Rorschach

The two men sat across a table from each other, an incandescent bulb above, in an otherwise unlit room.  The younger man tapped the edge of a folder on the desk to tidy its loose contents and then laid it down.  "I'm going to show you some pictures, Hermann, and I'd like you to tell me stories about them."

The face of the man in the military uniform did not change.  He sniffed:  mildew.  They were supposed to be assessing his mental fitness to stand trial.  He might go mad from boredom in this place.  The cinderblock walls were unpainted, the lampshade metal, even the desk was gray.

"I'll give you an example.  Here's the Mona Lisa.  For centuries people have speculated about her smile.  What was she thinking?  Was she Leonardo's paramour?  Was she happy but simply tired of sitting?  Was she even Leonardo himself, painted in a mirror, with the lady's features on top and his sly smile peeking through?  But it's a very simple picture.  I'll give you some more interesting ones to work with."

The folder opened and a photographic print was passed across the table.  The subject was a rose garden, seen from a point some distance off the ground.  The rosebeds were thick and the paths narrow.  Some were dead ends.  In the upper right, a young man stood in the garden, looking to the right over the bushes.

He picked up the picture and examined it with a barely detectible sneer.  "What does this have to do with my trial?"

"Hermann, I hope you'll appreciate that the tools of the psychiatric profession are sometimes opaque.  I am trying to understand you, and this is my method."

"You needn't lecture me on the study of the mind, boy."  In fact, he was only ten years older than the man with the folder.  "I am one of its foremost practitioners.  All right then."  His hand stroked his chin, his fingers as uncalloused as a safecracker's.
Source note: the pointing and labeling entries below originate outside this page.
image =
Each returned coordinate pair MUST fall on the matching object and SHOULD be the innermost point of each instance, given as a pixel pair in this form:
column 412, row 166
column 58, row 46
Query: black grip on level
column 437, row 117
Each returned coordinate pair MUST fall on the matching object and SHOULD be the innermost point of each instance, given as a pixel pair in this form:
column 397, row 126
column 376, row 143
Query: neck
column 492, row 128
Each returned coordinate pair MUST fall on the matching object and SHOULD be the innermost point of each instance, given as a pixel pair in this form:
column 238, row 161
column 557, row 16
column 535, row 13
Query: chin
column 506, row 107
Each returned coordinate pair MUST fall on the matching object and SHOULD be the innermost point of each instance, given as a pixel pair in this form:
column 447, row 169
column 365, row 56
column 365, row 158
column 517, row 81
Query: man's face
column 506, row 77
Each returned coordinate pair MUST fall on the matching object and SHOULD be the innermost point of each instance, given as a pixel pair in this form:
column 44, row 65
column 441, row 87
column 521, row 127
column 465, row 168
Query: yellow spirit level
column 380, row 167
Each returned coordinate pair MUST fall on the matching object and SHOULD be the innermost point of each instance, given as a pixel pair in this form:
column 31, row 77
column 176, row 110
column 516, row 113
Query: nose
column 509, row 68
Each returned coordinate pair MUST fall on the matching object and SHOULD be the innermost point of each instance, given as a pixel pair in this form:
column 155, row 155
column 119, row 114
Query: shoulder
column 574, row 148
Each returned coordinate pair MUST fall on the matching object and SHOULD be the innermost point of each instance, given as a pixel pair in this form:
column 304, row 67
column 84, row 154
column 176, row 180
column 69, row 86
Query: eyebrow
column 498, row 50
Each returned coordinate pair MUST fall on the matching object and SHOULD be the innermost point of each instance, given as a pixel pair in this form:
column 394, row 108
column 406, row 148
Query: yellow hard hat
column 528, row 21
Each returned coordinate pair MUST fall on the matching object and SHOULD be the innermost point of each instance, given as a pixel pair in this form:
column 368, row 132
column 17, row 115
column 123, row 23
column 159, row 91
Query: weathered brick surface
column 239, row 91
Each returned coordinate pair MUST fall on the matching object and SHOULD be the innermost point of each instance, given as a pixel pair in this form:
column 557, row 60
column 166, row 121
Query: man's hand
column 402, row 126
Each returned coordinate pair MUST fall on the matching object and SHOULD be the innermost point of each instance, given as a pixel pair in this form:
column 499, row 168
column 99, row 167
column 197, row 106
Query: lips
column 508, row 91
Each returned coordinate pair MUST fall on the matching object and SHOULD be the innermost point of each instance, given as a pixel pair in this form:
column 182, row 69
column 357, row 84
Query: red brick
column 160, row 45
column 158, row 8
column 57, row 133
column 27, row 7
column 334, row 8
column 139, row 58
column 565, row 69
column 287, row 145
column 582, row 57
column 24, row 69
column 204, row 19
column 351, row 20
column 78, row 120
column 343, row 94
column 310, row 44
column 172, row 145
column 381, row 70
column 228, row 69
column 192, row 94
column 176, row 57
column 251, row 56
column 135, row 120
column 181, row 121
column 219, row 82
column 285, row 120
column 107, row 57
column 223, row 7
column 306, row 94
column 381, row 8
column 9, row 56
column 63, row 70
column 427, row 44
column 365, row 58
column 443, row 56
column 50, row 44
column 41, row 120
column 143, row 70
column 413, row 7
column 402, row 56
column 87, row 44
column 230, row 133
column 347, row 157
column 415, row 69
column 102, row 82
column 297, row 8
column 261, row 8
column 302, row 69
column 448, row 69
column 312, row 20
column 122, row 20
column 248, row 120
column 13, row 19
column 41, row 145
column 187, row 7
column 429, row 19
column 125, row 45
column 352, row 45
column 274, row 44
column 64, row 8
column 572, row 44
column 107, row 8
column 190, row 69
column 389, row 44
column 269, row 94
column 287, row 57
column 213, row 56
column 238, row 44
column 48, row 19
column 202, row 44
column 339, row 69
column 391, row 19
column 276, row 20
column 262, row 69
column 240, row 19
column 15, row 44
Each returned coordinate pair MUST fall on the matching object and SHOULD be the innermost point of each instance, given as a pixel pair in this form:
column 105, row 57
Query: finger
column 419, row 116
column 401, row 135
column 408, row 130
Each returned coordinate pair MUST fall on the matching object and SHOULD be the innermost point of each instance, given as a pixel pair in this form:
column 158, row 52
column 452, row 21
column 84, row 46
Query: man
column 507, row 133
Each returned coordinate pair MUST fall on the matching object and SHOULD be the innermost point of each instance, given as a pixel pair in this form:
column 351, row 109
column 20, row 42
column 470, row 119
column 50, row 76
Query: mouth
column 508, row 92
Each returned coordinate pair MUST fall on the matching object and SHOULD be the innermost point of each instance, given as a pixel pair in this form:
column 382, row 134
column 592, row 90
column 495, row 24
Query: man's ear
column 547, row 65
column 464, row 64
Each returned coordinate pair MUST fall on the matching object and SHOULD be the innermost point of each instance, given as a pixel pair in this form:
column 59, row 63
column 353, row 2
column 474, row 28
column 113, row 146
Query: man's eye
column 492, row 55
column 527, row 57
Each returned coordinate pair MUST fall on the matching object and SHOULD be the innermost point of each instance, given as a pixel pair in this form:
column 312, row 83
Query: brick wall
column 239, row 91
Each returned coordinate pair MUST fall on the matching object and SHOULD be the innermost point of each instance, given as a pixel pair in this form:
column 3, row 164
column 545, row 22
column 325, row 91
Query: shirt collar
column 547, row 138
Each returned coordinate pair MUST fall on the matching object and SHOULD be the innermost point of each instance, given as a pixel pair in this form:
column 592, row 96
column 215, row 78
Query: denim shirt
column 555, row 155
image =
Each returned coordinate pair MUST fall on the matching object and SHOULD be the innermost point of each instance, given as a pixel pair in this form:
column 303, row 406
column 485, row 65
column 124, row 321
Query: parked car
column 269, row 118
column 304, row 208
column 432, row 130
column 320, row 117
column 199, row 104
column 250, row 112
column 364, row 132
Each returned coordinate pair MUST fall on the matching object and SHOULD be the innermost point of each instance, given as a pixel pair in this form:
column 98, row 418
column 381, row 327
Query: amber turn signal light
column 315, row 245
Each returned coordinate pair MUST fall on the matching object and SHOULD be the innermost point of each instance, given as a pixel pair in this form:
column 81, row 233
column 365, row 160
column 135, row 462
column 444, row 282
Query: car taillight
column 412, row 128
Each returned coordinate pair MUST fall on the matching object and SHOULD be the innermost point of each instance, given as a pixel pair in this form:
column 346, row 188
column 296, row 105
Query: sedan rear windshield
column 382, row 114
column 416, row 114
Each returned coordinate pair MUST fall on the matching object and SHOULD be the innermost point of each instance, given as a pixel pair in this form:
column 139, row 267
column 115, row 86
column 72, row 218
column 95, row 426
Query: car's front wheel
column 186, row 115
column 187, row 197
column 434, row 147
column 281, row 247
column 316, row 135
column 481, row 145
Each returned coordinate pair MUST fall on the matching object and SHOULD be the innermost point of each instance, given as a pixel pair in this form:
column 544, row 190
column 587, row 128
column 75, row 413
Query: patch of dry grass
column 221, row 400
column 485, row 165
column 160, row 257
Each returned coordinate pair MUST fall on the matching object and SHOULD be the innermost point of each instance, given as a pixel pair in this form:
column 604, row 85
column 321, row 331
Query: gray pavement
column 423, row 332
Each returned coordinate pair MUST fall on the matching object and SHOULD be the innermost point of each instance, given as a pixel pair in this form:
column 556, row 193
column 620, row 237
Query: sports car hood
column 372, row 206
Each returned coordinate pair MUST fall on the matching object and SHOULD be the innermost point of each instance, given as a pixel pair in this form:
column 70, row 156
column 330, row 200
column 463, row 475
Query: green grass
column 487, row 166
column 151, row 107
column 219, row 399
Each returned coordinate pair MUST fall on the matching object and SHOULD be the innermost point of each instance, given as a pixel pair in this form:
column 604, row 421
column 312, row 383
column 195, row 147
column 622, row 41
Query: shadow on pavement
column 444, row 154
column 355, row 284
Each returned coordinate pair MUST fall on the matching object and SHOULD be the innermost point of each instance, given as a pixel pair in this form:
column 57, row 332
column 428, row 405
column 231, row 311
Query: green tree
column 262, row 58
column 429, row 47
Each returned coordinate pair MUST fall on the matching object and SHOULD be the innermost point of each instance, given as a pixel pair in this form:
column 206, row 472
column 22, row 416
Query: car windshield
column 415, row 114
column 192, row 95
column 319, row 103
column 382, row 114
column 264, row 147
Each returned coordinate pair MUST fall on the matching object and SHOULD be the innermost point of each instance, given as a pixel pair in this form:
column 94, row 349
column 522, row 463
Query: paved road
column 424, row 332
"One day a young student was given a task.  He...."  Hermann looked over his glasses at the younger man.  "She was told to gather a collection of ambiguous photographs.  She is trying to imagine how this task will contribute to her thesis.  She fails, and decides at last that her academic advisor is simply doing what he wants to do without regard for her future, and as usual is simply using her as free labor.  But she has standards, so she passes over the photograph of the moodily lit tube of toothpaste."

The younger man blinked.  "No, you're missing the point.  Stories--well, here's another."  The photograph showed a gravel road with a crumbling rock wall on one side, a meadow behind it, and on the other side a field of freshly cut tree stumps and deep ruts.  The road forked ahead.

"A forest was cleared to make way for new homes.  The landowner photographed the process for legal purposes.  An artist, having no photography skills of his own, found the photo in a public archive and stole it for inclusion in an exhibition of his work.  This exhibition was seen by a professor of psychiatry--"  Exasperated, the analyst took the photo back.

"No, let's continue, this is fun."  With the speed of a pickpocket, he reached across the table and grabbed another from the folder.  It showed a bookcase, with titles from popular culture and from academia, and a near-empty snifter on top.  "Johan was desperate for a commission, but he had no work to show.  He had to build his portfolio, so he began photographing random things."  The analyst snapped the print out of his hands.

"Göring," said Rorschach, "you are on trial for murder on a scale that Vlad the Impaler would disavow. Do not take this process lightly."

They locked eyes. Rorschach: anger. Göring: tight contempt.

"Hermann Göring. Reichsmarschall. 0000021."